BY MIRIAM MANGWAYA
CIVIL society organisations (CSOs) have accused the ruling Zanu PF party of pushing for enactment of harsh cyber laws to hide its human rights violations and consolidate power.
Crisis in Zimbabwe Coalition (CiZC), a conglomerate of more than 80 CSOs, yesterday said the Cyber Security and Data Protection Bill sought to violate citizens’ right to privacy, freedom of speech and access to information.
The Bill passed through the Senate in July and now awaits presidential assent.
“We note with concern that Zanu PF continues to use harsh cyber laws to entrench political power at the same time coming up with a raft of measures to restrict free speech, right of privacy and access to information,” CiZC said in a statement.

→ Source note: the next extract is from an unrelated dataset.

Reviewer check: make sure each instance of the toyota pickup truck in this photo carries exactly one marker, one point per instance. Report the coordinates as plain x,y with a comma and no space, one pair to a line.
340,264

“We implore Zanu PF to draw lessons from the pre-independence pledge by the then party’s spokesperson, Edson Zvobgo who said: ‘…we do not want to recreate Rhodesia where citizens get petrified in fear of the State…’. CiZC is perturbed by the fact that present-day Zanu PF is preoccupied with power retention even without legitimacy.”
But Zanu PF acting spokesperson Mike Bimha dismissed the accusations, claiming that what was passed in Parliament represented the views of the country’s majority.
“The Bill was passed in Parliament and the ruling party has no powers to challenge what was passed in Parliament,” he said.
Government earlier this week also announced that it had set up a team to monitor what people send and receive on social media, but CiZC said the move was an invasion of privacy meant to instil fear among citizens.
“CiZC has noted with concern, plans by the government to restrict freedom of speech and expression through the deployment of a cyber team to monitor citizens on social media,” CiZC said.
“The move is thus part of efforts by the government to further shrink the democratic space and violate citizens’ fundamental rights.
“Massive surveillance by the government will certainly infringe on fundamental human rights and lead to an upsurge in cases of clampdowns on pro-democracy activists.
“We are concerned that the move by the government lacks a pro-human rights approach and is essentially meant to entrench political power through snooping on citizens and clamping down on dissenting voices.”
CiZC called for an independent body to monitor activities on social media rather than making it the sole responsibility of the government.